Yep this should stop the world when it fails... my mistake. Added some tests to make sure this works.
> On Oct. 30, 2012, 6:22 a.m., Mike Percy wrote:
> > flume-ng-core/src/test/java/org/apache/flume/client/avro/TestSpoolingFileLineReader.java, line 363
> > <https://reviews.apache.org/r/6377/diff/5/?file=178801#file178801line363>
> >
> >     This test is failing for me. Not sure why, haven't dug into it much yet.

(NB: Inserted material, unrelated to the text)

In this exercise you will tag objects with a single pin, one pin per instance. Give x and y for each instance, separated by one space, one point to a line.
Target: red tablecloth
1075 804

I can't yet reproduce this failure.
- Patrick
-----------------------------------------------------------
This is an automatically generated e-mail. To reply, visit:
https://reviews.apache.org/r/6377/#review12907
-----------------------------------------------------------
On Oct. 22, 2012, 8:36 p.m., Patrick Wendell wrote:
>
> -----------------------------------------------------------
> This is an automatically generated e-mail. To reply, visit:
> https://reviews.apache.org/r/6377/
> -----------------------------------------------------------
>
> (Updated Oct. 22, 2012, 8:36 p.m.)
>
>
> Review request for Flume.
>
>
> Description
> -------
>
> This patch adds a spooling directory based source. The  idea is that a user can have a spool directory where files are deposited for ingestion into flume. Once ingested, the files are clearly renamed and the implementation guarantees at-least-once delivery semantics similar to those achieved within flume itself, even across failures and restarts of the JVM running the code.
>
> This helps fill the gap for people who want a way to get reliable delivery of events into flume, but don't want to directly write their application against the flume API. They can simply drop log files off in a spooldir and let flume ingest asynchronously (using some shell scripts or other automated process).